Бажов Павел - Малахитовая Шкатулка
П.Бажов
МАЛАХИТОВАЯ ШКАТУЛКА
У Настасьи, Степановой-то вдовы, шкатулка малахитова осталась. Со
всяким женским прибором. Кольца там, серьги и протча по женскому обряду.
Сама Хозяйка Медной горы одарила Степана этой шкатулкой, как он еще
жениться собирался.
Настасья в сиротстве росла, не привыкла к экому-то богатству, да и не
шибко любительница была моду выводить. С первых годов, как жили со
Степаном, надевывала, конечно, из этой шкатулки. Только не к душе ей
пришлось. Наденет кольцо... Ровно как раз впору, не жмет, не скатывается,
а пойдет в церкву или в гости куда - замается. Как закованный палец-то, в
конце нали* посинеет. Серьги навесит - хуже того. Уши так оттянет, что
мочки распухнут. А на руку взять - не тяжелее тех, какие Настасья всегда
носила. Буски в шесть ли семь рядов только раз и примерила. Как лед кругом
шеи-то, и не согреваются нисколько. На люди те буски вовсе не показывала.
Стыдно было.
- Ишь, скажут, какая царица в Полевой выискалась!
Степан тоже не понуждал жену носить из этой шкатулки. Раз даже как-то
сказал:
- Убери-ко куда от греха подальше.
Настасья и поставила шкатулку в самый нижний сундук, где холсты и
протча про запас держат.
Как Степан умер да камешки у него в мертвой руке оказались, Настасье и
причтелось* ту шкатулку чужим людям показать. А тот знающий, который про
Степановы камешки обсказал, и говорит Настасье потом, как народ схлынул:
- Ты гляди, не мотни эту шкатулку за пустяк. Больших тысяч она стоит.
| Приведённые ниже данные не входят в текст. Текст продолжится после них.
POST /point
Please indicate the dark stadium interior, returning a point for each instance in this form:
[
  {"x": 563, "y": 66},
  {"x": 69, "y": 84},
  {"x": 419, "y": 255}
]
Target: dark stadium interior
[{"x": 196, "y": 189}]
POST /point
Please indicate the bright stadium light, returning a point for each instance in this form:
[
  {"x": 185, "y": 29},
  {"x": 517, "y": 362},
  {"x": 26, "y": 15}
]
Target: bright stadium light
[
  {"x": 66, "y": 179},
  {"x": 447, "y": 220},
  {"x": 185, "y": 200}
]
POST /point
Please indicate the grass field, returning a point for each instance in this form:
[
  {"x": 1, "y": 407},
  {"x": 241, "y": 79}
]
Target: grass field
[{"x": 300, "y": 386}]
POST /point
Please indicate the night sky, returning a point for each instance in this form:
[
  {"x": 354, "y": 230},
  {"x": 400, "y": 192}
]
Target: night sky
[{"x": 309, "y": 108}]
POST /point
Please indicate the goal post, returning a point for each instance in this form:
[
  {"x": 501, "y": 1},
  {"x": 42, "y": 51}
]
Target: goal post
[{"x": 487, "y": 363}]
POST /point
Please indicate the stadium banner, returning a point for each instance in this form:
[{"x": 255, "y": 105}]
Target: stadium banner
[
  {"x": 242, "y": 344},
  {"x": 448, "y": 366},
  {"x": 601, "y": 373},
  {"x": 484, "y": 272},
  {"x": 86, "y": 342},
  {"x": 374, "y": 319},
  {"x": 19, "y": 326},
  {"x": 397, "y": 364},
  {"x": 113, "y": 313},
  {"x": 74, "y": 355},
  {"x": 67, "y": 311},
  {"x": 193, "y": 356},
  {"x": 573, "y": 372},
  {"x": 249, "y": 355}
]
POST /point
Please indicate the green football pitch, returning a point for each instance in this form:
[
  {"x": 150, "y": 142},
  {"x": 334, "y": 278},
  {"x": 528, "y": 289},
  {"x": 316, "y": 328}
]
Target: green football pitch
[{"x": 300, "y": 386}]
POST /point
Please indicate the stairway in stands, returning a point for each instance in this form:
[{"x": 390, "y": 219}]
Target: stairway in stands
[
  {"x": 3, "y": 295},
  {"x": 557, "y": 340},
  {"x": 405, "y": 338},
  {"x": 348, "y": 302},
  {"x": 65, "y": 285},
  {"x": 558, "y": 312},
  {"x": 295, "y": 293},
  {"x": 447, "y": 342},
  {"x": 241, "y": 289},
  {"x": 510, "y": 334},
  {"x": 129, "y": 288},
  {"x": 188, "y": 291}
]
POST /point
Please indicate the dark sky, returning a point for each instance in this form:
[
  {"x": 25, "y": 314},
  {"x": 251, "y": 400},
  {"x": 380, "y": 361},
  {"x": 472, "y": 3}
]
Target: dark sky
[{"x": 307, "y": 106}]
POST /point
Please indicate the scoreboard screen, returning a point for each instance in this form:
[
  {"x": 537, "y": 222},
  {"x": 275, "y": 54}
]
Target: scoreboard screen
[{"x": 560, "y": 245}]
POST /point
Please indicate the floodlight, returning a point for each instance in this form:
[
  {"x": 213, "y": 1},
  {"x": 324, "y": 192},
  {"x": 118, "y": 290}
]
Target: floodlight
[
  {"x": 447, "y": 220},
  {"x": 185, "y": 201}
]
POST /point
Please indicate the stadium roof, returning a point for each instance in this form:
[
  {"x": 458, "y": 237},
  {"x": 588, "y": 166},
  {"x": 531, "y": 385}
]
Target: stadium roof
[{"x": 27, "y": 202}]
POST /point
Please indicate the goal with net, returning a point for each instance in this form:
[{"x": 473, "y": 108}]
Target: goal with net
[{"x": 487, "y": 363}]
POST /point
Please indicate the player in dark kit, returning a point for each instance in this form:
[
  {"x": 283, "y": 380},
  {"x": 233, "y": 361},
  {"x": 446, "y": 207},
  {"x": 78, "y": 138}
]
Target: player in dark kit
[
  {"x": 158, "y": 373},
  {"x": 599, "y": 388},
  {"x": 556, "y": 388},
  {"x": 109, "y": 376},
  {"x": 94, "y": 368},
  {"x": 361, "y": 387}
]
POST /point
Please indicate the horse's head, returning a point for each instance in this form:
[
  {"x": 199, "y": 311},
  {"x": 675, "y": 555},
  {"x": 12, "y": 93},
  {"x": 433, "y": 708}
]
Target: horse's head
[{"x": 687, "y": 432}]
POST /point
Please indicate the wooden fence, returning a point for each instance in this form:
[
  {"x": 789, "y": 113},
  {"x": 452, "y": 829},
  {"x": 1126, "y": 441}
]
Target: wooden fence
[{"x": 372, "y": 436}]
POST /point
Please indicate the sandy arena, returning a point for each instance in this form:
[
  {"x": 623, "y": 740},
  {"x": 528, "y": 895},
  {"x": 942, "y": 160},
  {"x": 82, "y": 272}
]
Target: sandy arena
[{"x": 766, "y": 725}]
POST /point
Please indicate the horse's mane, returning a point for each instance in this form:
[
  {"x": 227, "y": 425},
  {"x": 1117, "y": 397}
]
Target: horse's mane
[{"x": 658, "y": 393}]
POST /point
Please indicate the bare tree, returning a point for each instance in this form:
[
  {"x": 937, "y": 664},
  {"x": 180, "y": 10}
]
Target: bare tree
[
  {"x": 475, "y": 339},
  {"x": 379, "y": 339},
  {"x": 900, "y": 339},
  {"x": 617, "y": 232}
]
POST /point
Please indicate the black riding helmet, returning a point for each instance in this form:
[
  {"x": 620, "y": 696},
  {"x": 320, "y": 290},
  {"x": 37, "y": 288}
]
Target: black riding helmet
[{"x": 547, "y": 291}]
Он, этот человек-от, ученой был, тоже из вольных. Ране-то в щегарях*
ходил, да его отстранили; ослабу-де народу дает. Ну, и винцом не
брезговал. Тоже добра кабацка затычка был, не тем будь помянут, покойна
головушка. А так во всем правильный. Прошенье написать, пробу смыть, знаки
оглядеть - все по совести делал, не как иные протчие, абы на полштофа
сорвать. Кому-кому, а ему всяк поднесет стаканушку праздничным делом. Так
он на нашем заводе и до смерти дожил.
Около народа питался.
Настасья от мужа слыхала, что этот щегарь правильный и в делах
смышленый, даром что к винишку пристрастье поимел. Ну, и послушалась его.
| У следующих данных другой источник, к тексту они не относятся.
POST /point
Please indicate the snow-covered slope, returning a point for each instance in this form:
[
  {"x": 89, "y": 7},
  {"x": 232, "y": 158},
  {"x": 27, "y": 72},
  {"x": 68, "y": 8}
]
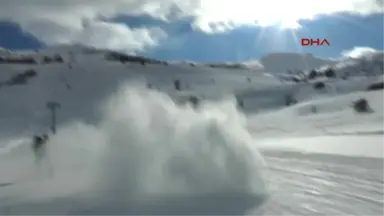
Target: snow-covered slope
[{"x": 124, "y": 147}]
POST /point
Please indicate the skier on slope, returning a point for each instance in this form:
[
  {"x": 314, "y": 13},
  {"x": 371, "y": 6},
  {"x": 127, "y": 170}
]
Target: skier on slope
[{"x": 39, "y": 147}]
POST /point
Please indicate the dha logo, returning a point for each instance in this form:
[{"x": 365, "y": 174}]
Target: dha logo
[{"x": 314, "y": 42}]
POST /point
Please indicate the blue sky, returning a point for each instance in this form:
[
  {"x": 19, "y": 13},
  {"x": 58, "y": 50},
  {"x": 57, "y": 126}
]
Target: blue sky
[{"x": 343, "y": 31}]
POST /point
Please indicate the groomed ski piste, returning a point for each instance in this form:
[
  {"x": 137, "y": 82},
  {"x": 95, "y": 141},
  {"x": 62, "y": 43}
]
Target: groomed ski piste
[{"x": 127, "y": 143}]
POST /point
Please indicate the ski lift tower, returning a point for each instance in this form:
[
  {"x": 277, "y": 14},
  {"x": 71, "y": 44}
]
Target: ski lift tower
[{"x": 52, "y": 106}]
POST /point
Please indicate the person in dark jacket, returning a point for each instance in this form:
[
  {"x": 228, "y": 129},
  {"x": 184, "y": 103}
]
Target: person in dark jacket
[{"x": 39, "y": 147}]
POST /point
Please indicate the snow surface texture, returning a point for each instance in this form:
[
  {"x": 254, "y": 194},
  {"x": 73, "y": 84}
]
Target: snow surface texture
[{"x": 124, "y": 149}]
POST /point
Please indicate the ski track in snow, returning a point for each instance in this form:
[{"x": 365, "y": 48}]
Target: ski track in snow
[{"x": 324, "y": 185}]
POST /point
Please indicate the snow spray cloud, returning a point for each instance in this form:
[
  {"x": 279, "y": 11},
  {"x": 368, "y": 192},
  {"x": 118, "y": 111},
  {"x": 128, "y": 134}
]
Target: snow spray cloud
[{"x": 156, "y": 148}]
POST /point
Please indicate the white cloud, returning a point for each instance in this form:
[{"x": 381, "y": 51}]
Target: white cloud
[
  {"x": 56, "y": 21},
  {"x": 358, "y": 52}
]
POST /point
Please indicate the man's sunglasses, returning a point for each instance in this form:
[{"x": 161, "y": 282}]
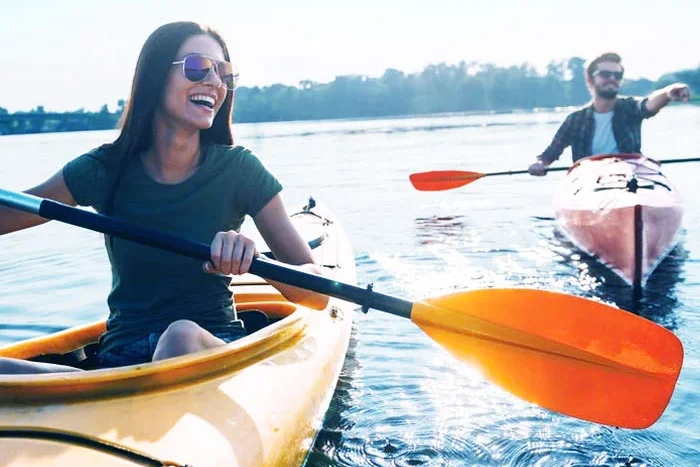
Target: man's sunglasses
[
  {"x": 197, "y": 67},
  {"x": 607, "y": 74}
]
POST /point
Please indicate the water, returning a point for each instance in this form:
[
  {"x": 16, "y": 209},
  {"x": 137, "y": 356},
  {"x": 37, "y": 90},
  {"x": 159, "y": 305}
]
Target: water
[{"x": 401, "y": 400}]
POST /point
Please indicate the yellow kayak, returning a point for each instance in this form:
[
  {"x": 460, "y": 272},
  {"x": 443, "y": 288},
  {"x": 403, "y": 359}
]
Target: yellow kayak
[{"x": 258, "y": 401}]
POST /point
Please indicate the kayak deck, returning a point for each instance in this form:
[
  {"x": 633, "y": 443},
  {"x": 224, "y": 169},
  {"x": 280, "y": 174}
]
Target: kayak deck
[
  {"x": 256, "y": 401},
  {"x": 621, "y": 210}
]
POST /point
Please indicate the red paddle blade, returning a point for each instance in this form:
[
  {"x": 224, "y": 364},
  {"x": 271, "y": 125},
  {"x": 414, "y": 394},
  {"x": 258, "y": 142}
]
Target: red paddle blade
[{"x": 440, "y": 180}]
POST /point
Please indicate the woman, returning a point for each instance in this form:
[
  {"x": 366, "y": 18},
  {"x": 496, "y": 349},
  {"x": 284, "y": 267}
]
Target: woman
[{"x": 174, "y": 167}]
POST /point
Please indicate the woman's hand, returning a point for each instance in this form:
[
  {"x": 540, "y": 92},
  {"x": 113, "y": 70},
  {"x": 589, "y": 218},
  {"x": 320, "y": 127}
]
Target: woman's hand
[{"x": 231, "y": 253}]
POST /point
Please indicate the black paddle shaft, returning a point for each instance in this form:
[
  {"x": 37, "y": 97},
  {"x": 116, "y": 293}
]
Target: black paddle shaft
[{"x": 260, "y": 267}]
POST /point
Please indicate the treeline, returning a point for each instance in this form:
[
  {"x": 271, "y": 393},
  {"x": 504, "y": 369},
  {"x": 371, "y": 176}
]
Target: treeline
[{"x": 465, "y": 87}]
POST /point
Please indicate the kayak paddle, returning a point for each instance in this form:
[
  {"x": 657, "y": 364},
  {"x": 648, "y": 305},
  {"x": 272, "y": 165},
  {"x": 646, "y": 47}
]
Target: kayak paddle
[
  {"x": 568, "y": 354},
  {"x": 440, "y": 180}
]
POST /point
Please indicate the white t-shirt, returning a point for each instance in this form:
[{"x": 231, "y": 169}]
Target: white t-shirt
[{"x": 603, "y": 136}]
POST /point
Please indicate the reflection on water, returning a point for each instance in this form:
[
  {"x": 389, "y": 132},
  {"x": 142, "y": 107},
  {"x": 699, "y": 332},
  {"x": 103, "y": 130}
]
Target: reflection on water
[{"x": 657, "y": 301}]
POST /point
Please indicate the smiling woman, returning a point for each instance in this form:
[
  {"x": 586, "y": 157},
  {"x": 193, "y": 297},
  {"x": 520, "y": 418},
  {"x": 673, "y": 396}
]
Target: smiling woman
[{"x": 174, "y": 166}]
- Ладно,- говорит,- поберегу на черный день.- И поставила шкатулку на
старо место.
Схоронили Степана, сорочины отправили честь честью. Настасья - баба в
соку, да и с достатком, стали к ней присватываться. А она, женщина умная,
говорит всем одно:
- Хоть золотой второй, а все робятам вотчим.
Ну, отстали по времени.
Степан хорошее обеспечение семье оставил. Дом справный*, лошадь,
корова, обзаведение полное. Настасья баба работящая, робятишки пословные*,
не охтимнеченьки* живут. Год живут, два живут, три живут. Ну, забеднели
все-таки.
Где же одной женщине с малолетками хозяйство управить! Тоже ведь и
копейку добыть где-то надо. На соль хоть. Тут родня и давай Настасье в уши
напевать:
- Продай шкатулку-то! На что она тебе? Что впусте добру лежать! Все
едино и Танюшка, как вырастет, носить не будет. Вон там штучки какие!
Только барам да купцам впору покупать. С нашим-то ремьем* не наденешь эко
место. А люди деньги бы дали. Разоставок* тебе.
Однем словом, наговаривают. И покупатель, как ворон на кости, налетел.
Из купцов всё. Кто сто рублей дает, кто двести.
- Робят-де твоих жалеем, по вдовьему положению нисхождение делаем.
Ну, оболванить ладят бабу, да не на ту попали.
Настасья хорошо запомнила, что ей старый щегарь говорил, не продает за
такой пустяк. Тоже и жалко. Как-никак женихово подаренье, мужнина память.